Atordoada por esta indelével história,
Confesso ainda sonhar com você.
Não vou dizer que escrever está sendo um risco calculado, pelo contrário, a cada palavra, um saco de riscos, de dúvidas.
Há tanto tempo sem contato, vagando entre os espaços vazios, as frestas e arestas que nasceram entre a minha vida e a sua.

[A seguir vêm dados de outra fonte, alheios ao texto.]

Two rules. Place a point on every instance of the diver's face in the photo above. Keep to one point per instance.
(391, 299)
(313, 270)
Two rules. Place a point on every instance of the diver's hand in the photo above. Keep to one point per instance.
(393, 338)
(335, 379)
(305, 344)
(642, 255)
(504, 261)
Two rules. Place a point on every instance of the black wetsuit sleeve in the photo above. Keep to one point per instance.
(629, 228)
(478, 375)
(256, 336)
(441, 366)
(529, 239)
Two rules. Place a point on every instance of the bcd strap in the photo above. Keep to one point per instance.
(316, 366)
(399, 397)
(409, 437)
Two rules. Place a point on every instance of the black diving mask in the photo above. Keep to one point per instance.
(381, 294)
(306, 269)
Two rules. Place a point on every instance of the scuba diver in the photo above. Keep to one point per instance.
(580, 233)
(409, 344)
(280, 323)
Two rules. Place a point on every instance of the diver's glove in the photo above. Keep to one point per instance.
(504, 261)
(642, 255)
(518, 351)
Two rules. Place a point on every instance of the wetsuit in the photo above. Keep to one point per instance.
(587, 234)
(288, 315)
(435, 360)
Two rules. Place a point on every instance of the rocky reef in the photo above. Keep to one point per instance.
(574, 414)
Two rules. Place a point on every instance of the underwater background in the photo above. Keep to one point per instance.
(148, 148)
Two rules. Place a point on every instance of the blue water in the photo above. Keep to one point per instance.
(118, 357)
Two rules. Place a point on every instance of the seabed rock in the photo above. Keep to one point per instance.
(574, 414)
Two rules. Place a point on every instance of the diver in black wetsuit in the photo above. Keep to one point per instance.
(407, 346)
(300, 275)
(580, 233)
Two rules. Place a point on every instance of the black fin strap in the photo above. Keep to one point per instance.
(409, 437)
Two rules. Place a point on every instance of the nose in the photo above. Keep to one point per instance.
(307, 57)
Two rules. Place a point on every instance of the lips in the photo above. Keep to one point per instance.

Tantas marcas e amarguras seguiram por arrasar com nossa convivência. Jamais nesta, caberia a realidade que comportasse os meus medos e os seus.
Não é uma carta de perdão, como todas as outras, tão pouco de amor, como também houveram muitas.
Esta é uma verossímil carta a Deus, uma súplica, um pedido desesperado para que Ele arranque qualquer mínima lembrança que possa existir em mim quanto a sua existência.
Ainda doe, consigo tocar as feridas que nos fizemos quando travávamos inúteis batalhas. De tudo que perdi, o que mais sofri, é saber que conseguiu golpear a mim dentro de ti e certamente fez-me morrer.
Mesmo que ainda vivesse em você, se existisse uma mínima possibilidade, não seria capaz de ter-lhe por perto. Isso sim é o que mais doe.
Não consigo acomodar sua torpe presença em minha alma. Por pior que seja este sentimento, por menor que seja, é bastante turbulento lembrar de você.